Medical cannabis: challenges in access
Despite the changing environment, many patients still face difficulties getting access to medical cannabis. Many people see the limitations in the current access routes for medical cannabis. It seems to be expensive, with occuring supply chain concerns. In order to save money, many patients turn to buying private medications. Because of this circumstance, some people may turn to the black market in order to find the relief they need. This is a worrying development since it may lead to the criminalization of people who have legitimate medical requirements.
Report learnings: looking forward whilst addressing the gaps
The NHS Cannabis Report identifies a number of issues that require focus and resolution. First and foremost, individuals with valid medical needs should have more access to unlicensed CBPMs on the NHS. Further study and randomised control trials are necessary to determine the therapeutic usefulness of CBPMs for the management of chronic pain. It should come with the potential to incorporate CBPMs into therapy alternatives in the right circumstances. A strong evidence foundation for the efficacy and cost-effectiveness of CBPMs must occur through collaboration between the government, doctors, and researchers. As the report says:
“The ACMD seeks to provide scientific, evidence-based recommendations to support the development of evidence-based drug policy.”
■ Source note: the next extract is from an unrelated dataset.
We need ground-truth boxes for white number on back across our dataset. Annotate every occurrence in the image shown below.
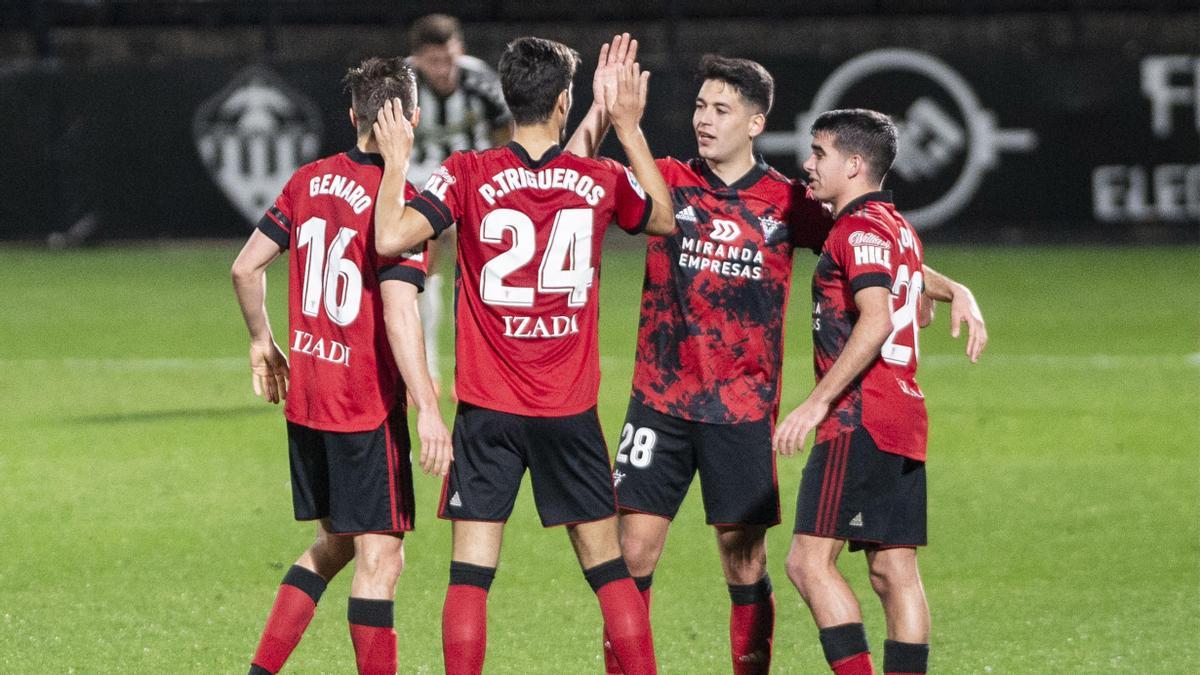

In conclusion, a turning point is near for the UK’s medical cannabis industry. Although we can see many succeses since cannabis reschedule in 2018, there are still present obstacles. The UK has the ability to offer beneficial medical cannabis solutions for individuals in need while navigating the complex web of legislation, access, and awareness with a dedication to research, accessibility, and patient-centric policy.
Nevertheless, the Scottish NHS has already supported the UK medical cannabis company – Ananda Developments. Thanks to this cooperation, they will be able to mark a notable advance in endometriosis pain management with their new MRX1 cannabinoid oil.